L’OMS accorde un statut spécial à un Groupe radical sur l’avortement.

By Lisa Correnti | 2024

GENÈVE, 7 juin (C-FAM) Après un vote sur le fil du rasoir et une abondante critique de la part du monde en développement, I’ Organisation Mondiale de la Santé (OMS) a accordé un statut spécial au Centre pour les Droits Reproductifs (CRR), un groupe juridique établi aux États Unis enragé en faveur de l’avortement. Les pays traditionnels se sont opposés avec véhémence à cette initiative.

En dépit de multiples objections, l’administration Biden et les nations occidentales ont fait adopter la décision à la hâte par le conseil d’administration de l’OMS lors d’un vote secret sur le fil du rasoir

Sur les trente-quatre pays du conseil de l’agence sanitaire, seulement 17 ont voté en faveur du groupe pro- avortement, 13 ont voté contre et 4 se sont abstenus.

L’Égypte a accusé les pays occidentaux de politiser l’OMS et a promis de faire appel de la décision auprès de l’ensemble des membres de l’organisation à la prochaine Assemblée Mondiale de la Santé. Le groupe africain de 47 pays, les 54 pays de l’Organisation pour la Coopération Islamique et la Fédération de Russie, se sont joints à cette promesse. Alors que le conseil exécutif de l’OMS a pour rôle de superviser le fonctionnement de l’agence, c’est de l’Assemblée  Mondiale de la Santé que découlent les mandats juridiques de l’agence.

Les pays occidentaux ont insisté pour un vote à bulletin secret, proposé en premier par la France, alors que le protocole normal pour le vote au conseil d’administration est le vote à main levée.
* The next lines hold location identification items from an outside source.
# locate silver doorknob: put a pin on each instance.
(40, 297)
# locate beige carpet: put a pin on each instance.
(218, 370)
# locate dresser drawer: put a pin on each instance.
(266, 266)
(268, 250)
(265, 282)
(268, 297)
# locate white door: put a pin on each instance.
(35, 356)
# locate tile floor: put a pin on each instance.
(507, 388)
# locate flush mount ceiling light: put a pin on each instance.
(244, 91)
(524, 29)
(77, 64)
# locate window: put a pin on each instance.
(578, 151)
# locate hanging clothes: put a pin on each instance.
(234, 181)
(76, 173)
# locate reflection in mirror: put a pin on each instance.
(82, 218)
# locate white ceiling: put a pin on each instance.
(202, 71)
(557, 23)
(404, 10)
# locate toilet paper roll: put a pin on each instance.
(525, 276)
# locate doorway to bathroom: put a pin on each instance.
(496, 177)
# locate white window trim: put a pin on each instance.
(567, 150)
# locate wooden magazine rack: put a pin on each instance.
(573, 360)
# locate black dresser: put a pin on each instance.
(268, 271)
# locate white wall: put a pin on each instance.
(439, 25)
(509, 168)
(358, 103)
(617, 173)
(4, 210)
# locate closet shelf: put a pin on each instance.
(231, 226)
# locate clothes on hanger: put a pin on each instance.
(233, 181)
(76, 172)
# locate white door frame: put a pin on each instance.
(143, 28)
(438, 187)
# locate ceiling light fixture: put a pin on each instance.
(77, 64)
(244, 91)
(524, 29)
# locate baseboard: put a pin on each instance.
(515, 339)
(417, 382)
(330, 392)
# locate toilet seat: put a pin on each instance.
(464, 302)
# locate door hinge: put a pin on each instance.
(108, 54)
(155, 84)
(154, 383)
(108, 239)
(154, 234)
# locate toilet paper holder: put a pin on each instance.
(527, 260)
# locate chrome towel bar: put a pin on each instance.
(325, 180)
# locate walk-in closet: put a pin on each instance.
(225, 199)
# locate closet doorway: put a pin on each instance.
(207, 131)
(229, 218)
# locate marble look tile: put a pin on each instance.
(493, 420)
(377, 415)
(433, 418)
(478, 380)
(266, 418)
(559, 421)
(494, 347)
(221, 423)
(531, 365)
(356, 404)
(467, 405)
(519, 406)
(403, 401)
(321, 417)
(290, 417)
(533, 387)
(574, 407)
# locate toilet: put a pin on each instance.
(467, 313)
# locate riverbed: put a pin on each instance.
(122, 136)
Les nations traditionnelles se sont opposées au vote secret, mettant en avant que le secret  minerait démocratie et responsabilité, suggérant que toute abstention ne représenterait probablement pas fidèlement les lois et valeurs des pays qui l’auraient prévue. Le gouvernement des États-Unis a insisté pour le secret.

Un délégué des États-Unis a dit qu’un vote secret était nécessaire pour « veiller à ce que les positions nationales soient reflétées, sachant qu’il y a un certain nombre de points de vue extérieurs et de pressions contre lesquels nous voudrions nous prémunir. »

Le secrétariat de l’OMS a couplé la décision accordant un statut officiel au CRR avec celle concernant une organisation non controversée, Maladies Rares International. Des appels à séparer les deux organisations et considérer les mérites de chacune séparément ont été rejetés par le délégué des États-Unis. Un vote ultérieur pour scinder la décision a été un échec.

La décision marque un moment clé dans un débat qui a duré plusieurs mois, et qui a vu s’exprimer l’opposition à l’avortement des pays traditionnels, de membres du Congrès des États-Unis, et des mouvements pro-vie dans le monde.

Une décision donnant aux cabinets juridiques spécialisés en matière d’avortement un rôle officiel au sein de l’OMS avait été reportée plutôt cette année en janvier, à la session précédente du conseil exécutif. Certains pays se sont montrés préoccupés que le travail du groupe mondial sur l’avortement entre en conflit avec les lois et les cultures de leurs pays.

D’éminentes organisations pro-vie américaines ont alerté le conseil exécutif au sujet des activités subversives du Centre pour les Droits Reproductifs. La mission du groupe est d’instaurer l’avortement et les droits sexuels au niveau international par le biais de l’activisme judiciaire, du lobbying et de la prise en charge des mécanismes  internationaux de défense des droits de l’homme. L’organisation utilise une stratégie bien documentée pour manipuler le système des droits de l’homme de l’ONU, et contourner les accords établis par le processus de l’Assemblée Générale des Nations Unies, dans le but de créer un droit international à l’avortement au moyen de la loi internationale coutumière.

Les discussions de lundi soir ont abouti à une impasse après des échanges controversés qui ont divisé les pays. La farouche opposition des pays traditionnels a montré qu’un consensus était inatteignable et que la seule façon d’adopter la décision serait le vote.

Le Directeur- Général de l’OMS Tedros Adhanom Ghebreyesus a fait une apparition tard lundi soir pour apaiser les « craintes » des délégations, demandant leur confiance et faisant une proposition de compromis pour accepter le CRR sur une base probatoire d’un an.

Tedros a dit que l’OMS collaborait avec le CRR depuis 2020 et que les états membres ne devraient pas s’inquiéter de voir le CRR leur imposer ce qu’ils ne veulent pas.